The next time I called home I was told she was in Intensive Care.

One month later, on October 9th, she died. I was holding her hand when she took her last breath. The last thing she ever said to me was, “I love you, darlin’”. She was 53.

Turns out I didn’t have time.

I will never know what our relationship as two adult women would have been like.

I will always be the rebellious kid that left home without a backward glance. The girl who fought tooth and nail with her. The girl who rolled her eyes at her. The girl who loved her to bits but wasn’t able to show it. The girl who felt she never ‘got’ me, not the way she did my sister. The girl who was insanely jealous of their relationship.

At her funeral, in that final moment that we had to say goodbye, just before the undertaker closed the casket, in front of a crowded room of people, I bent down and kissed her cold cheek and the reality of it hit me. This was it. I think I had to be helped up. I’m not sure, but I think it was the boy I loved.

An old friend of hers I remembered from my childhood, (because she had a pet tortoise that fascinated me, she seemed so exotic and I loved visiting her house), came over, hugged me, looked me in the eyes and said, “She was so proud of you.” I never knew.

So, Sunday will come and I will think of her. We will talk about her and laugh at good memories. She was a very funny lady.

I will cry. And I will miss her.

I love you Mam.


Copyright, 2016,

All rights reserved.






19 thoughts on “Mam

  1. It happens with most of us at certain point in life..but remember one thing ..nobody could have made our parents happier than we did and that happiness stems right from our infancy ..our smiles, our crying, our tantrums, our dreams.
    We unknowingly help in making their lives better and we should cherish it forever, instead of lamenting over lies(our part of the story), isn’t it ?

  2. She must have been proud of that young woman so hungry for life, so eager for it that she left without looking back.
    She must have been proud of your autonomy, of how you didn’t need her.
    Yes, it probably hurt, because it always hurts when our kids leave the nest. But there is also such pride when we see them ably handle their life.

    Don’t feel guilty or selfish. She loved you, she said so herself. What use would she have had to lie with her last breath? Just accept it for what it is, are last gift to you, the gift of acceptance of you for all that you were, hr way of telling you that she was proud of you. That you are enough.

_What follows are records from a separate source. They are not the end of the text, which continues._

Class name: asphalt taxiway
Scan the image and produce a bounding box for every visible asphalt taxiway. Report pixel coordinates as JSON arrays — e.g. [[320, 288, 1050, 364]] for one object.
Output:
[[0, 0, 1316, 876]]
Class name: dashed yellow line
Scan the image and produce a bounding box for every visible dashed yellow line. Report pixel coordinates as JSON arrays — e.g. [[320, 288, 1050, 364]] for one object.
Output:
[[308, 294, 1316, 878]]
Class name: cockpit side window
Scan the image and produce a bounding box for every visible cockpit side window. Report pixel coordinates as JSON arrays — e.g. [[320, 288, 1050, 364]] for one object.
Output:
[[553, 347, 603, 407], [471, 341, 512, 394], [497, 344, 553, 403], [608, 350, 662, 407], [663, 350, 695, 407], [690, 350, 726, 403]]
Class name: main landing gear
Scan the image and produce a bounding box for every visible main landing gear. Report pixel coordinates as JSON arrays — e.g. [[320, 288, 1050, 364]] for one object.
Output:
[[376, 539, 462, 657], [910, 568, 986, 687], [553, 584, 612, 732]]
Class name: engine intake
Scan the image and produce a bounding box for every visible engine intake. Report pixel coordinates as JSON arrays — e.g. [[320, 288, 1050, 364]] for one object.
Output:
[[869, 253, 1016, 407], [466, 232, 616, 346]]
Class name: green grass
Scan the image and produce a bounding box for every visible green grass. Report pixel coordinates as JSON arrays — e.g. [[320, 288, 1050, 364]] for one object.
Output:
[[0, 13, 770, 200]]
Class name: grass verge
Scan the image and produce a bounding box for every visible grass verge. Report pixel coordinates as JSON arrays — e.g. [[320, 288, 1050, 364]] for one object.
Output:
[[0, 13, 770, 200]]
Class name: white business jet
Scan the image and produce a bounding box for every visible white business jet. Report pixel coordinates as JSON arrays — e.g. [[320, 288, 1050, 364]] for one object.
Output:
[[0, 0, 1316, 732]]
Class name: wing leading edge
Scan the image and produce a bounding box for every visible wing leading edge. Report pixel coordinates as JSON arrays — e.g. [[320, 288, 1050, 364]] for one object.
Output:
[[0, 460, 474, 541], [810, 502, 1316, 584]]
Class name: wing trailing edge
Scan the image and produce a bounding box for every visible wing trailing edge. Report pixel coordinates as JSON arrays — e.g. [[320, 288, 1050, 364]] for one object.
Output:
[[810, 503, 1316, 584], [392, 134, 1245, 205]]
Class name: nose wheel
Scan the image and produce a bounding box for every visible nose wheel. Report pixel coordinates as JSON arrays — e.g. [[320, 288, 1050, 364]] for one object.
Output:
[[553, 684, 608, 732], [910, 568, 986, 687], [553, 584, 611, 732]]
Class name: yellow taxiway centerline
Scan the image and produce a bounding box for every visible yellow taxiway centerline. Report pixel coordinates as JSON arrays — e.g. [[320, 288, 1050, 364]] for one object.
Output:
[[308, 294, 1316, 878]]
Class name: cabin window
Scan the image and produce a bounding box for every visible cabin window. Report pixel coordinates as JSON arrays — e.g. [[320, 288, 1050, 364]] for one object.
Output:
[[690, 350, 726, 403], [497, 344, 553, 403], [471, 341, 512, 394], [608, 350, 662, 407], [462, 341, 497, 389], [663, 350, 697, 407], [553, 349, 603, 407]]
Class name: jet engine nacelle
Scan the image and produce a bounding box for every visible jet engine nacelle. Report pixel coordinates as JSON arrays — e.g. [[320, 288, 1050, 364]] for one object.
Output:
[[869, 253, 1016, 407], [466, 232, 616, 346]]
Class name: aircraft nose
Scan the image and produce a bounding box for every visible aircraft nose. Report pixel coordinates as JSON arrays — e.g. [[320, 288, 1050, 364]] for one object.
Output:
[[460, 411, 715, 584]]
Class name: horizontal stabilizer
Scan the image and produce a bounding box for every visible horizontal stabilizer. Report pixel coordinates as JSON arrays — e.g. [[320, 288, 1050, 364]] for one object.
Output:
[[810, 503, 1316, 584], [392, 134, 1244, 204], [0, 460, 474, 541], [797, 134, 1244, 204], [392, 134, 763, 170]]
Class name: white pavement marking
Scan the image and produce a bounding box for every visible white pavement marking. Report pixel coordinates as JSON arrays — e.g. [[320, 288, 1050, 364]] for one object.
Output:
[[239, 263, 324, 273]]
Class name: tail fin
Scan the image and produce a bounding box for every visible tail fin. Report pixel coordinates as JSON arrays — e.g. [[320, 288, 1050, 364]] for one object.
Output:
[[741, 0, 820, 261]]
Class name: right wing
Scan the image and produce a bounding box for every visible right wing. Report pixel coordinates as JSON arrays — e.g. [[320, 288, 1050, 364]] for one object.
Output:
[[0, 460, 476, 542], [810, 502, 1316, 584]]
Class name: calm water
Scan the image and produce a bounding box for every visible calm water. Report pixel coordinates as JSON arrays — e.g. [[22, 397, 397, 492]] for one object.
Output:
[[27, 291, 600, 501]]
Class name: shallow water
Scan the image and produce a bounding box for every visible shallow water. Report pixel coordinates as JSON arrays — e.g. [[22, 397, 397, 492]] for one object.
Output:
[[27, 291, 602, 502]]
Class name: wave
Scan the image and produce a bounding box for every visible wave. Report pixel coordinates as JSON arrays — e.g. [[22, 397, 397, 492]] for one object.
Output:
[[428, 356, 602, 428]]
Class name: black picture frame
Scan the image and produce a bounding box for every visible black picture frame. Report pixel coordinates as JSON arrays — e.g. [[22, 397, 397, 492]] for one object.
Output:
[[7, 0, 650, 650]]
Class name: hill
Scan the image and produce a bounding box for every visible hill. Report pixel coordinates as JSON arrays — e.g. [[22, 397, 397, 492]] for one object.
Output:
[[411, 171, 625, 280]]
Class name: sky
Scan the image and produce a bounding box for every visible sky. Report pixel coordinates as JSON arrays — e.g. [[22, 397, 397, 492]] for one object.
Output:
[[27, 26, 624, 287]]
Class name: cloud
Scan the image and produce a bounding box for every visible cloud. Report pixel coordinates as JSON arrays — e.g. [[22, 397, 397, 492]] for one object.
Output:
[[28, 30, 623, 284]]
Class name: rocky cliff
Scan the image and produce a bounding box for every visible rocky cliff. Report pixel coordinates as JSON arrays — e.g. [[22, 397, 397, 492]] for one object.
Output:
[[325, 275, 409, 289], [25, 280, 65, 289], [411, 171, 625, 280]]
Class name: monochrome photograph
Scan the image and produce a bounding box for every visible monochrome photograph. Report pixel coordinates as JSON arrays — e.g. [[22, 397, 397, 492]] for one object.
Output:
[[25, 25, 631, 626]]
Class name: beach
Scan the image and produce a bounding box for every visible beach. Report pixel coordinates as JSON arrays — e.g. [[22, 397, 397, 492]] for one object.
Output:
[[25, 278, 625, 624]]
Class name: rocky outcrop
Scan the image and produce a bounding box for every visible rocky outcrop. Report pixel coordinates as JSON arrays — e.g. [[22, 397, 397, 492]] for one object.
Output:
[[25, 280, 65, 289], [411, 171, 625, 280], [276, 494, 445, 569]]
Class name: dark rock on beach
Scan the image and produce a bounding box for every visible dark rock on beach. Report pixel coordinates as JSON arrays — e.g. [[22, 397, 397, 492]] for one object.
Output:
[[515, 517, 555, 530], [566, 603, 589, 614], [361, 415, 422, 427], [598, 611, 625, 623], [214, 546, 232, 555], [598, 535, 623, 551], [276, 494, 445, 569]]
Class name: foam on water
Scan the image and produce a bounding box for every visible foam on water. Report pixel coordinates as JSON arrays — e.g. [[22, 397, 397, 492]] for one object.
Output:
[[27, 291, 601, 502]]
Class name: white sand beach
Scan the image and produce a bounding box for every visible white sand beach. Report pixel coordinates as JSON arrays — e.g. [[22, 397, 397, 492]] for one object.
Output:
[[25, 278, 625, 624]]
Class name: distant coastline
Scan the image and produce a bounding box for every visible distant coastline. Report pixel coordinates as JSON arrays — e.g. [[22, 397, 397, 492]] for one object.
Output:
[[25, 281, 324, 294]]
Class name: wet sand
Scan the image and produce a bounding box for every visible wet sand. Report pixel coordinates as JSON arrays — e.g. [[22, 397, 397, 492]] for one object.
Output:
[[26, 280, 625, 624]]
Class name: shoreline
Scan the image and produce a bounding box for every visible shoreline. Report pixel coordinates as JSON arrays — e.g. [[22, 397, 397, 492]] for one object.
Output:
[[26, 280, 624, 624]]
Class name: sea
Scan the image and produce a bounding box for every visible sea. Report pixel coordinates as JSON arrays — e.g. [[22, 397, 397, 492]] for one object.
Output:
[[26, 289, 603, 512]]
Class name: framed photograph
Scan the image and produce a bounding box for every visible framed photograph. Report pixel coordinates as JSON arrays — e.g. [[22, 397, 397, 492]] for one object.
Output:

    If she’d wanted you to change your life for her, she would have told you about her health troubles before. She didn’t. There is nothing you could have done differently that would have made her happy.

    These are all the things I read into her last words to you.

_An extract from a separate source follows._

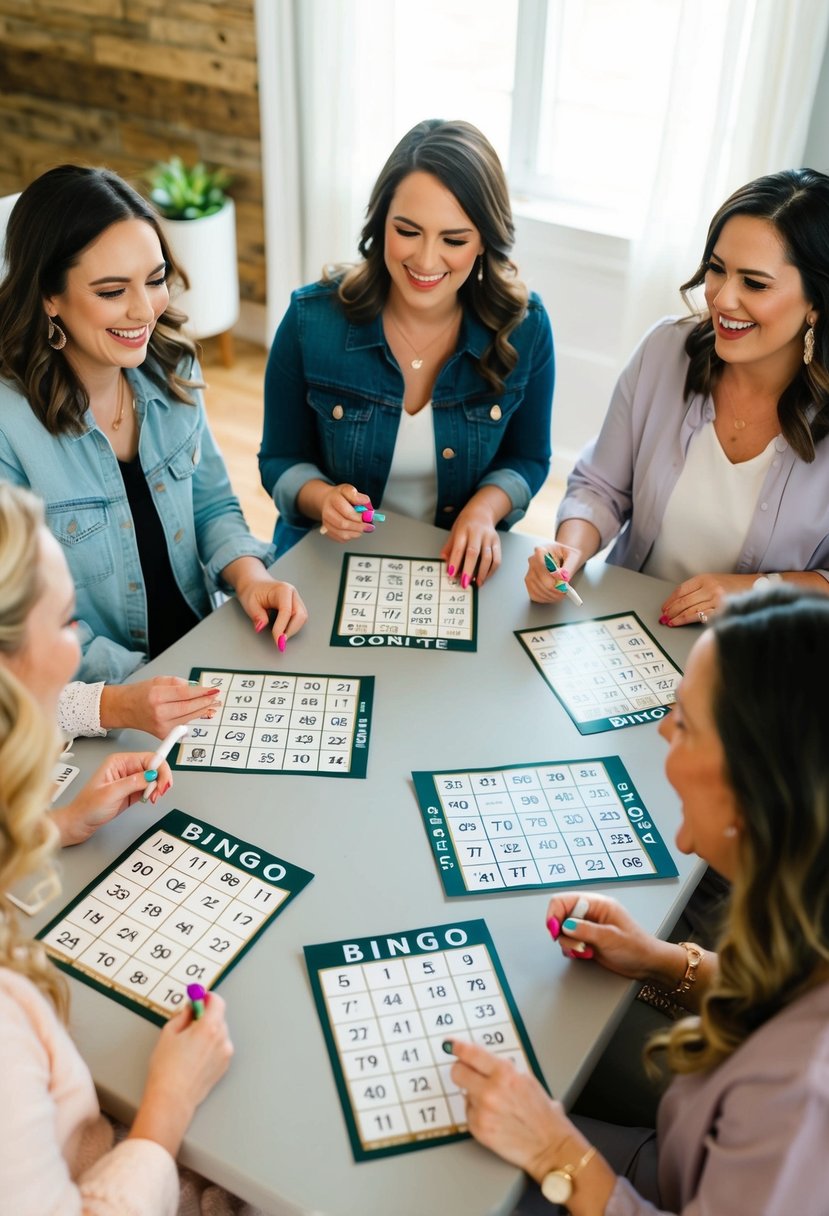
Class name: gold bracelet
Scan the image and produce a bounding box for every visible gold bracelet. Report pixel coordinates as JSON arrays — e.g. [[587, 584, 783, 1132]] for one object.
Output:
[[541, 1144, 596, 1204], [669, 941, 705, 996]]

    Sending love and hugs for this upcoming difficult time.

  3. I’m so sorry Kat. It’s a sad thing that when someone we love dies, we’re left thinking ‘I wish’ – I wish I could have told them I loved them, or did they love me etc. All of those emotions are there under the surface, it’s just we’re all so bad at communicating them. But really she knew how much you loved her and you did the best thing to show that – to be holding her hand as she slipped away. That will be the thing that was in her mind – how much she loved her kids and how grateful she was to have you with her.
    Take care these next few days and how lovely to know that you’ll be smiling too on Sunday, at happy memories of a funny lady.